Overview

Background

Typically python applications don’t care about memory layout of the used variables or objects. This is generally not a problem when parsing text based data such as JSON, XML data. However, when parsing binary data the Python language and standard library has limited support for this.

The pycstruct library solves this problem by allowing the user to define the memory layout of an “object”. Once the memory layout has been defined data can serialized or deserialized into/from simple python dictionaries or specific instance objects.

Why and when does the memory layout matter?

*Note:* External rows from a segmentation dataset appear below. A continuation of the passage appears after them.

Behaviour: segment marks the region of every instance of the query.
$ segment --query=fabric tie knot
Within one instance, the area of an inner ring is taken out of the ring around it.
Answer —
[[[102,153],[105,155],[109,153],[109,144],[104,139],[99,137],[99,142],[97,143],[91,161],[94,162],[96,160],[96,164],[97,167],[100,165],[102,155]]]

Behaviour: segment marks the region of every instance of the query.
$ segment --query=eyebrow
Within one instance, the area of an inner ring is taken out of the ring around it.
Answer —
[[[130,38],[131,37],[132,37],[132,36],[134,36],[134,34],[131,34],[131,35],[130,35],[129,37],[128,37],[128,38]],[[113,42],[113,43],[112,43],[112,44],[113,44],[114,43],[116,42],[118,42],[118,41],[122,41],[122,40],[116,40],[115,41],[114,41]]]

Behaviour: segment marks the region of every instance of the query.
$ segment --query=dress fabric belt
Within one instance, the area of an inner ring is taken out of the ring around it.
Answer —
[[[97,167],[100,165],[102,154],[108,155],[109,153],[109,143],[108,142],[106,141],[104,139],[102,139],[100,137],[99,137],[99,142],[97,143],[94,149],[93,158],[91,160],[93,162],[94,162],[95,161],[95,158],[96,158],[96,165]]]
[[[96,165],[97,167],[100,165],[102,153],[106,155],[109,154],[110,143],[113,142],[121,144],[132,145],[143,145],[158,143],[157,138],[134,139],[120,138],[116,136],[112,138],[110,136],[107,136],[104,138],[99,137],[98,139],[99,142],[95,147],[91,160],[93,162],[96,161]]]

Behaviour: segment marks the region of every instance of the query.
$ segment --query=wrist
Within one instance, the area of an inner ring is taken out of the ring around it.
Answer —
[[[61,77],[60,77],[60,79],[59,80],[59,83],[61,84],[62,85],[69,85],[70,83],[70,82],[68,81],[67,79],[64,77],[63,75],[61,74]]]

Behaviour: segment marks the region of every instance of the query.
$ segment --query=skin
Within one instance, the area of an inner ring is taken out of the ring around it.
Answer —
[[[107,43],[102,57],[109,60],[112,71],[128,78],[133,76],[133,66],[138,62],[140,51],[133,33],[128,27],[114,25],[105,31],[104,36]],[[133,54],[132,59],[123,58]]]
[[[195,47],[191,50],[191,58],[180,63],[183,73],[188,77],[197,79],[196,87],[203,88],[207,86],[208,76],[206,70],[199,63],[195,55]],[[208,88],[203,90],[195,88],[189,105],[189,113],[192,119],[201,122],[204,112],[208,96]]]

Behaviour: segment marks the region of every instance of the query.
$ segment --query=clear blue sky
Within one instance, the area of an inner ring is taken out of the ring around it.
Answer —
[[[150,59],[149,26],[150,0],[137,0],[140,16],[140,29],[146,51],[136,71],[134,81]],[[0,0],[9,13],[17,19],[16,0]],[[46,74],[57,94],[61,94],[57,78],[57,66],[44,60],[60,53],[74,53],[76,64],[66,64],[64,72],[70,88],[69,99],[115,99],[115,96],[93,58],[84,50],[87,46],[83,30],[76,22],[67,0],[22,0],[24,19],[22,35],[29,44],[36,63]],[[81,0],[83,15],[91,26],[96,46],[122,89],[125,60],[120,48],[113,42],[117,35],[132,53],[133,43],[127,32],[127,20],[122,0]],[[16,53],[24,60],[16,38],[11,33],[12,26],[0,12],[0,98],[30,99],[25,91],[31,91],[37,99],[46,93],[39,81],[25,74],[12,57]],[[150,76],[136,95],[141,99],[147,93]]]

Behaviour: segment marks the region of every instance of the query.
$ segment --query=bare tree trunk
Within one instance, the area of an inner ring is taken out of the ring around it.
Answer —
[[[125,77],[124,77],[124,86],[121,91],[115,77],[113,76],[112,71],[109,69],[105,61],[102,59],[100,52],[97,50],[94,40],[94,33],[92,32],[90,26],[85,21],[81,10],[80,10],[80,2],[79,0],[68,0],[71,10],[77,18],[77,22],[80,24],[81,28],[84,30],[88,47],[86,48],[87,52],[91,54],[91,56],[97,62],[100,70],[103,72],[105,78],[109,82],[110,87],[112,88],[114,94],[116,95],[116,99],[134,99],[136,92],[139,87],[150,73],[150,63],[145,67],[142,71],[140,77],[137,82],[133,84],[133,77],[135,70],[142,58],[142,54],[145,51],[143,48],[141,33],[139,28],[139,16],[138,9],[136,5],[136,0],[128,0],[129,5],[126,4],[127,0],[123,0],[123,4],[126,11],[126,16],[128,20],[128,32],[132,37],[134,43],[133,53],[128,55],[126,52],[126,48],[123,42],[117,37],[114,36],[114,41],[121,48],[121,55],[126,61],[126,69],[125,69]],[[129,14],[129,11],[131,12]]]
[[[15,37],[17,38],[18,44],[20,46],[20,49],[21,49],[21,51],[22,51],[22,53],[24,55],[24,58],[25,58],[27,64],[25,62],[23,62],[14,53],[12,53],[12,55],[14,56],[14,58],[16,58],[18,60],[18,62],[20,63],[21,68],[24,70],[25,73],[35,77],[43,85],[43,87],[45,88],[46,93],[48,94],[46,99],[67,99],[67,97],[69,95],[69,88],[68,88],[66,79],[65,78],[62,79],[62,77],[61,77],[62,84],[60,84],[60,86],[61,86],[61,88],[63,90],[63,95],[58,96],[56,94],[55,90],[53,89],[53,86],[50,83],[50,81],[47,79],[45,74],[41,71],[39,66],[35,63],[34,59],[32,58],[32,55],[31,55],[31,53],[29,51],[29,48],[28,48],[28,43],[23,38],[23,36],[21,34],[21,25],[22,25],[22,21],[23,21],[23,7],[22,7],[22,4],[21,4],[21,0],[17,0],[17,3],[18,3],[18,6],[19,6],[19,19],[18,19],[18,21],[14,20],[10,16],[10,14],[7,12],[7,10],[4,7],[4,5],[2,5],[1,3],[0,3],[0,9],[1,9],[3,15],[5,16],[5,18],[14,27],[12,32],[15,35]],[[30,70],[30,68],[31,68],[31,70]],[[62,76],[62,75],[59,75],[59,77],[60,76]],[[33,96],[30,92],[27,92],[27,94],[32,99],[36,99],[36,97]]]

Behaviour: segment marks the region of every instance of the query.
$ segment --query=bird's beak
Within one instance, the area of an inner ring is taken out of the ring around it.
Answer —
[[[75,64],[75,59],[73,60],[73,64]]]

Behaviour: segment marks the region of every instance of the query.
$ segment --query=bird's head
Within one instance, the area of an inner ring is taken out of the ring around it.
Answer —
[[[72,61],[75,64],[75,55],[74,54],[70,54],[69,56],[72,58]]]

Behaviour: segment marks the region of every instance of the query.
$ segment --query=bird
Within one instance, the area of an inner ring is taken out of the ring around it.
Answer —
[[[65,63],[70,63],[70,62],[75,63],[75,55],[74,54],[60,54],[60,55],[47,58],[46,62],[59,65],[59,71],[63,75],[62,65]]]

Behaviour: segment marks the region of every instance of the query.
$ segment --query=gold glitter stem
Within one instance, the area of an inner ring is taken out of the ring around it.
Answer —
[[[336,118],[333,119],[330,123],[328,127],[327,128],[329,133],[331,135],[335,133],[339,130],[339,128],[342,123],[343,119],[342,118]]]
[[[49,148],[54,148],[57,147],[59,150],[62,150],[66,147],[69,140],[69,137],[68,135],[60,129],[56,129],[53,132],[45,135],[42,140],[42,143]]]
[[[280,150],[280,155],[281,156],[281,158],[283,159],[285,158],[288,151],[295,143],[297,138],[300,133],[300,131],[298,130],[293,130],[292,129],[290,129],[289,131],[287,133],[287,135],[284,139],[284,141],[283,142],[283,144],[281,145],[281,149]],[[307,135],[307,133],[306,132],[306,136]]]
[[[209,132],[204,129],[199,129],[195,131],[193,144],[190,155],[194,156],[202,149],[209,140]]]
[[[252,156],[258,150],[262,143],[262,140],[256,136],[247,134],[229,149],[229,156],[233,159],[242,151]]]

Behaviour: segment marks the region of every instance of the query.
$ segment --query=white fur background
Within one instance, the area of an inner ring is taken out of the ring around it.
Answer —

Strict memory layout is required when reading and writing binary data, such as:

  • Binary file formats
  • Binary network data

Structs

Memory layout of an object is defined using the pycstruct.StructDef() object. For example:

myStruct = pycstruct.StructDef()
myStruct.add('int8', 'mySmallInteger')
myStruct.add('uint32', 'myUnsignedInteger')
myStruct.add('float32', 'myFloatingPointNumber')

The above example corresponds to following layout:

Size in bytes Type Name
1 Signed integer mySmallInteger
4 Unsigned integer myUnsignedInteger
4 Floating point number myFloatingPointNumber

Now, when the layout has been defined, you can write binary data using ordinary python dictionaries.

myDict = {}
myDict['mySmallInteger'] = -4
myDict['myUnsignedInteger'] = 12345
myDict['myFloatingPointNumber'] = 3.1415

myByteArray = myStruct.serialize(myDict)

myByteArray is now a byte array that can for example can be written to a file or transmitted over a network.

The reverse process looks like this (assuming data is stored in the file myDataFile.dat):

with open('myDataFile.dat', 'rb') as f:
    inbytes = f.read()

myDict2 = myStruct.deserialize(inbytes)

myDict2 will now be a dictionary with the fields mySmallInteger, myUnsignedInteger and myFloatingPointNumber.

Arrays

Arrays are added like this:

myStruct = pycstruct.StructDef()
myStruct.add('int32', 'myArray', shape=100)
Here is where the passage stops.